The frigatebird is an extraordinary bird. It is a sea-faring bird but has a major disadvantage. Its feathers are not waterproof. It would drown if it landed on the water. So it has developed a method to stay aloft while flying over the sea for weeks at a stretch without touching down!

It makes use of the warm air currents that rise up from the ocean which form cumulus clouds. It is the only bird that deliberately flies through these clouds. It does this to make use of the updraft of air currents in the cumulus clouds which help it to fly using minimum effort.

When it needs a meal, instead of swooping down to the ocean to catch fish, it bullies other birds into dropping their catch and neatly steals it mid-air! This is why these birds are also called the pirates of the sky! In appearance too they look somewhat like villains. The frigate bird has sleek black feathers, a long hooked bill and a deeply forked tail.
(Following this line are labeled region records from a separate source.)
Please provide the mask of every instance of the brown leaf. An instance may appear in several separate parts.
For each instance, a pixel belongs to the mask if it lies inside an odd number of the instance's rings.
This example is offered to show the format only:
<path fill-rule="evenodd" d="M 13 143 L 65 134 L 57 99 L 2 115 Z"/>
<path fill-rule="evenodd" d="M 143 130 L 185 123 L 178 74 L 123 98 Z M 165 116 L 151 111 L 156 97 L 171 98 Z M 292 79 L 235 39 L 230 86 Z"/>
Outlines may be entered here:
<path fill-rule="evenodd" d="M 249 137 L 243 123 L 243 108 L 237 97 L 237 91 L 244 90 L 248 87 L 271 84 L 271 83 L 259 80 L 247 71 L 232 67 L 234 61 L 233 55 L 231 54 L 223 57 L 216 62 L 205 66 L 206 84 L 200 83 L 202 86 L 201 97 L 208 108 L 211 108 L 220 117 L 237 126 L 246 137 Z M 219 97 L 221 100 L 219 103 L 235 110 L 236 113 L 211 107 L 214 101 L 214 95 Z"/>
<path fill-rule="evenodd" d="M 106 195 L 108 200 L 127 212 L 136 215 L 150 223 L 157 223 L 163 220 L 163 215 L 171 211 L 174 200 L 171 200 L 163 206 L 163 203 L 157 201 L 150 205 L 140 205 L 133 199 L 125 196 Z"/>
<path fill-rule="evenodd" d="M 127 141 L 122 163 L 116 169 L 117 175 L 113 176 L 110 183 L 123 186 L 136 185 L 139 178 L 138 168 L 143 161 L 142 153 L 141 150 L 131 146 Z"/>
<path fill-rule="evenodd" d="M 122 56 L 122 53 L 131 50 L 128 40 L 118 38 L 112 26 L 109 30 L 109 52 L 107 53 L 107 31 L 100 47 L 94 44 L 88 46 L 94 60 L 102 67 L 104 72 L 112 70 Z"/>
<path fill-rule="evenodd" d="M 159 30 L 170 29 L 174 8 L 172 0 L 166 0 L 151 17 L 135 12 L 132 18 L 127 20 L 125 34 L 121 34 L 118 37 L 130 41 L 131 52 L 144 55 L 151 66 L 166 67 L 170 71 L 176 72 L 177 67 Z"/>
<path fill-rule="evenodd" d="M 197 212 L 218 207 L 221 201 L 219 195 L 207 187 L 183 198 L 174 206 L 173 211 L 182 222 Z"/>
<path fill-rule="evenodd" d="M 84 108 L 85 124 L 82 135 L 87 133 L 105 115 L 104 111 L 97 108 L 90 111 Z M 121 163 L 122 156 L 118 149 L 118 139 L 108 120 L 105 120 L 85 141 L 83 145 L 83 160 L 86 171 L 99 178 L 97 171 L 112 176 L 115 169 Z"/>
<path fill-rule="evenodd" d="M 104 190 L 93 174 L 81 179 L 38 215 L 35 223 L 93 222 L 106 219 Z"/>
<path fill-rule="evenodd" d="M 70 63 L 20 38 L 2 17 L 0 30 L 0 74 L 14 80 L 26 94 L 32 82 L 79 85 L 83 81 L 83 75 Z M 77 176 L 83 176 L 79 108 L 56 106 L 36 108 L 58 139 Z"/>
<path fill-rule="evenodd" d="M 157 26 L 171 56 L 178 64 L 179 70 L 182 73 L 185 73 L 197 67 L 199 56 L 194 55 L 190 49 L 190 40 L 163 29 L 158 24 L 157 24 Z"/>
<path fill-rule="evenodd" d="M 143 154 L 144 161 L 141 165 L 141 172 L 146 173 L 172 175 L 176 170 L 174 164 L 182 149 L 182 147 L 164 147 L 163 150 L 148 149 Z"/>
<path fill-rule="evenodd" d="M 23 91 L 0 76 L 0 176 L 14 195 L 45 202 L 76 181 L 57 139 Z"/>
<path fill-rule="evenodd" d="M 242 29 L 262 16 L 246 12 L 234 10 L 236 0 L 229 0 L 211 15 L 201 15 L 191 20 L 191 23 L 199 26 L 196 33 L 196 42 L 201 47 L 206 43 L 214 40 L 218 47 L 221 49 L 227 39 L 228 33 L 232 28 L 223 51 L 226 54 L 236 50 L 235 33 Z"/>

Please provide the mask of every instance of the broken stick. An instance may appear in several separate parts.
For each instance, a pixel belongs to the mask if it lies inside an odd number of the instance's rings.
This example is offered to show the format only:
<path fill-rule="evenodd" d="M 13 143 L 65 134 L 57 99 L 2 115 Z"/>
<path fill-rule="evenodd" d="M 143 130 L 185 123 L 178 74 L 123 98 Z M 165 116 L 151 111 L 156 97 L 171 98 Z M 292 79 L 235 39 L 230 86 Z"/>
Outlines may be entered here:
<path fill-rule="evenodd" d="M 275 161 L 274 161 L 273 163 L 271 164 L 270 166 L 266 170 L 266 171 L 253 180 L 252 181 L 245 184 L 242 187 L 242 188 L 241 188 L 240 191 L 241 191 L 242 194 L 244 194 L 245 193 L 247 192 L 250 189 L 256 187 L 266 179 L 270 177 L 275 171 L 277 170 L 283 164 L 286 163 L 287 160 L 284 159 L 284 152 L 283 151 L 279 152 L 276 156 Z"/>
The male adult also sports a bright red throat pouch – rather like a red scarf on a swashbuckling pirate!

It has an 8-foot wingspan and has the largest wing surface area compared to its body weight, of any bird. What this means is that the frigate bird’s wings can make the maximum use of ocean currents and fly for longer periods of time. It thus flies higher and faster than any other sea bird. It reaches a top speed of 153 km/h during flight and soars well above 4000 m above sea level! This altitude is unbelievably high for a seafaring bird.

There are 5 species of frigatebirds currently in the world, of which 2 species are critically endangered, while 3 species are widespread (listed as Least Concern).